AAAA = UNDEFINED + (CP >> 15);

Now take the bottom 15 bits of the code point. Turn the top bit on, so that the value is non-zero.

BBBB = (CP & 0x7FFF) | 0x8000;

The mapping given to CP is then given by:

CP => [.AAAA.0001.0001.][.BBBB.0000.0000.]

If a fourth or higher weights are used, then the same pattern is used: they are set to 0001, etc. in the first collation element and 0000 in the second. (Since all distinct codepoints have different AAAA/BBBB combination, the exact values don't matter as long as they are non-zero in the first collation element.)

The value for UNDEFINED for the Default Default Unicode Collation Element Table is FF80. This is larger than any explicit primary weight, and thus will not collide with explicit weights. It is not generally necessary to tailor this value to be within the range of explicit weights. However if this is done, the explicit primary weights must be shifted so that none are between UNDEFINED and UNDEFINED + 34.

3. Right now there is a mismatch between Hangul Syllables and Jamo. This text fixes that:

Old

New

CJK Ideographs and Hangul Syllables are not explicitly mentioned in the default table, and are mapped to collation elements that are derived from their Unicode code point value. The primary weight is equal to their Unicode character value. Their secondary and tertiary values are the respective minimal values for those levels: in the Default Unicode Collation Element Table, these are 0020 and 0002 respectively.

CJK Ideographs and Hangul Syllables are not explicitly mentioned in the default table.
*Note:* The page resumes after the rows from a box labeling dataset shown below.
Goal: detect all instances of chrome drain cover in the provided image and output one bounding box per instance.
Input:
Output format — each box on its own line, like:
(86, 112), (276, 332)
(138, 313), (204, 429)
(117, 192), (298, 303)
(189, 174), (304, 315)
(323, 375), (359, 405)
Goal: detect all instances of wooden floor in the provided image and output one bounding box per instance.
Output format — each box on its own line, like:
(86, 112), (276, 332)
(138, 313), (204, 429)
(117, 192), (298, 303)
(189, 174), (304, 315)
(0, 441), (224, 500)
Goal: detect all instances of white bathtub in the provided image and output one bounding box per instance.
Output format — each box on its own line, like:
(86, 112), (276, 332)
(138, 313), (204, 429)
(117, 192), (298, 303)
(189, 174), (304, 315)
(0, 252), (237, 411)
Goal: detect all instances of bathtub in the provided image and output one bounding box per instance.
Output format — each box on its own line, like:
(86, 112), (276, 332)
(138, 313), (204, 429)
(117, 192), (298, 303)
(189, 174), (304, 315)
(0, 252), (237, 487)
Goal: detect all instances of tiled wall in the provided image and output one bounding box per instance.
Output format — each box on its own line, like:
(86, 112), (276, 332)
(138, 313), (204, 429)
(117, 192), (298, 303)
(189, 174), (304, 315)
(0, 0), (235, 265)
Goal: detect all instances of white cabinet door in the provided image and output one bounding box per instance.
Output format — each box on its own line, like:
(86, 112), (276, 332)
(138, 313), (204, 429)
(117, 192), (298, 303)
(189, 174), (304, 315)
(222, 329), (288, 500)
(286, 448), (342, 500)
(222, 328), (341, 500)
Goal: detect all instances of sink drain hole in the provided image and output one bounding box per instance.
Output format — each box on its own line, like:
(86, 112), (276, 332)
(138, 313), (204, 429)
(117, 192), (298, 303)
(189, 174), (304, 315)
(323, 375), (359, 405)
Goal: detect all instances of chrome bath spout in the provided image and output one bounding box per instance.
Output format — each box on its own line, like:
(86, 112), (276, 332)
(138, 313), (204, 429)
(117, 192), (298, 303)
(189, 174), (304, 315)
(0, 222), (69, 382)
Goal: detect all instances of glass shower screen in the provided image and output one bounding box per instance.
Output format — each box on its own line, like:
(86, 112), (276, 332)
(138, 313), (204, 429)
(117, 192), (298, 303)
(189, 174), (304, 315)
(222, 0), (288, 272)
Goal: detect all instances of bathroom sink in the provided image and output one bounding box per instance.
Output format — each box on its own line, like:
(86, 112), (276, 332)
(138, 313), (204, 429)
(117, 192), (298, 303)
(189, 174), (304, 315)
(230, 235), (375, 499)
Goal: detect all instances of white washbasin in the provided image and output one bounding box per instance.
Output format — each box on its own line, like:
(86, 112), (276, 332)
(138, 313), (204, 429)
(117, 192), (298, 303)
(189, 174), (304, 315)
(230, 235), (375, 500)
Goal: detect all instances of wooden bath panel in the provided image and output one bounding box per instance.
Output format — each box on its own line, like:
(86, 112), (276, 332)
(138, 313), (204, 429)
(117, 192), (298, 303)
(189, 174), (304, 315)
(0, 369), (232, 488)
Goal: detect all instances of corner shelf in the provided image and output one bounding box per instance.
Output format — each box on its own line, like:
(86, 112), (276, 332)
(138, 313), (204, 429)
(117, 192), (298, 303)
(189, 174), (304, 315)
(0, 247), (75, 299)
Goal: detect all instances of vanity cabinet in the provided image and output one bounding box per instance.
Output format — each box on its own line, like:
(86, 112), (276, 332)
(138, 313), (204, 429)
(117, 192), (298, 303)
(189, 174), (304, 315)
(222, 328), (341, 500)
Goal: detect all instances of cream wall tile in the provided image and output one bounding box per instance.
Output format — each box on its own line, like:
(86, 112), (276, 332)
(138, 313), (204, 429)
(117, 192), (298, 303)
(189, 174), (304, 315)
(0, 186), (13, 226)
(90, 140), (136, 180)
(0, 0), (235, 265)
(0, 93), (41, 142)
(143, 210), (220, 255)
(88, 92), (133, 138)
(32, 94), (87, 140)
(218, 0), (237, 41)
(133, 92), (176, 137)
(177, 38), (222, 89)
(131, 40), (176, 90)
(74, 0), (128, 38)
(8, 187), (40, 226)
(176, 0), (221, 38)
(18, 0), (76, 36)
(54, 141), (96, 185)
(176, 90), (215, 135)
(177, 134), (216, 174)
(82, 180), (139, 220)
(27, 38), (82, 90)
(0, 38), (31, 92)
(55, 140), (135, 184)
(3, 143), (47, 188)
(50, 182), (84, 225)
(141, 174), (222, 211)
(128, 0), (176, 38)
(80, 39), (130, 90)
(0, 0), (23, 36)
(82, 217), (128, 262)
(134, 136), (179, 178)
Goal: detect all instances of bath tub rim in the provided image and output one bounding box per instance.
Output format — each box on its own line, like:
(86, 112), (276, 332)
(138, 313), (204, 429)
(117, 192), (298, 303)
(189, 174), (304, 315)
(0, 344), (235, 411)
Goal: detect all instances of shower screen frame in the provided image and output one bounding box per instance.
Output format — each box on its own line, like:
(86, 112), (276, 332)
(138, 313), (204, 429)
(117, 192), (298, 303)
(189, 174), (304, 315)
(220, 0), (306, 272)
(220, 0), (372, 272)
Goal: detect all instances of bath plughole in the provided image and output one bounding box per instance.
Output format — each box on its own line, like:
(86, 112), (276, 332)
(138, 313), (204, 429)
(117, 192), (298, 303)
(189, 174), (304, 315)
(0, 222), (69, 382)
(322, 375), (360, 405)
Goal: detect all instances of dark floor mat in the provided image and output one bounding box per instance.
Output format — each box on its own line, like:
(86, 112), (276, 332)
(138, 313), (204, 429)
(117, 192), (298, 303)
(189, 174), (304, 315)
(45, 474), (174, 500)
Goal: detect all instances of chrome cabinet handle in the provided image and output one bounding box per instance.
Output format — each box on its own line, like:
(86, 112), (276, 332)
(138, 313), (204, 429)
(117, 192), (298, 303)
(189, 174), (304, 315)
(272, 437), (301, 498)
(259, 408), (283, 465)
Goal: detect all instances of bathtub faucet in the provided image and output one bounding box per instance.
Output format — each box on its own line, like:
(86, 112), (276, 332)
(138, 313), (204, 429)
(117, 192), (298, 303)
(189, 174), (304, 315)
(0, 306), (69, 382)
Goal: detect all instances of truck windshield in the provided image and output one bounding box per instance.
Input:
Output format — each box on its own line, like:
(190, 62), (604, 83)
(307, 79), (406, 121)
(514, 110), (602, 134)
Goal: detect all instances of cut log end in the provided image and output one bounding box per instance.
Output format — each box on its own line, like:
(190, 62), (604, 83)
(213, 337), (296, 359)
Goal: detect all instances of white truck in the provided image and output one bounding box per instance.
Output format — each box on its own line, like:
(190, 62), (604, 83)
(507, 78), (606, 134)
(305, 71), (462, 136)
CJK ideographs are mapped to collation elements that are derived from their Unicode code point value. The primary weight is equal to their Unicode character value. Their secondary and tertiary values are the respective minimal values for those levels: in the Default Unicode Collation Element Table, these are 0020 and 0002 respectively. All other levels, if any, are 0001. (Since all distinct codepoints have different primary weights, the exact values don't matter as long as they are non-zero.)

The collation algorithm requires that Hangul Syllables be decomposed. However, if the table is tailored so that the primary weights for Hangul Jamo (and all related characters) are adjusted, then the Hangul Syllables can be left precomposed and treated in the same way as CJK ideographs. That will provide a collation which is approximately the same as UCA, and may be sufficient in environments where individual jamo are not expected.

The adjustment is to move each initial jamo (and related characters) to have a primary weights corresponding to the first syllables starting with that jamo, and make all non-initial jamo (and related characters) be ignorable at a primary level.

Data

There are a number of issues with the data that need to be fixed. Some of these are listed in tables in http://www.macchiato.com/unicode/CollationMismatch.html. The format of that table will be discussed in the meeting.

  1. Omission of the contractions for Tibetan two-part vowels
  2. Consistency with Normalization form C (need to handle the composition exclusions listed in CollationMismatch.html under Mismatches with Form C)
  3. Consistency with Normalization form D (need to add decompositions that changed from 2.1.9 to 3.0, fixing the mismatches in CollationMismatch.html under Mismatches if Normalization D is OFF)
  4. Addition of collation elements for the new 3.0 characters

We plan to do #1 in the immediate future, but do the others all together later on.

Wordsmithing

The text may need additional changes for clarity beyond what is noted above. These would be approved by the editorial committee, as usual.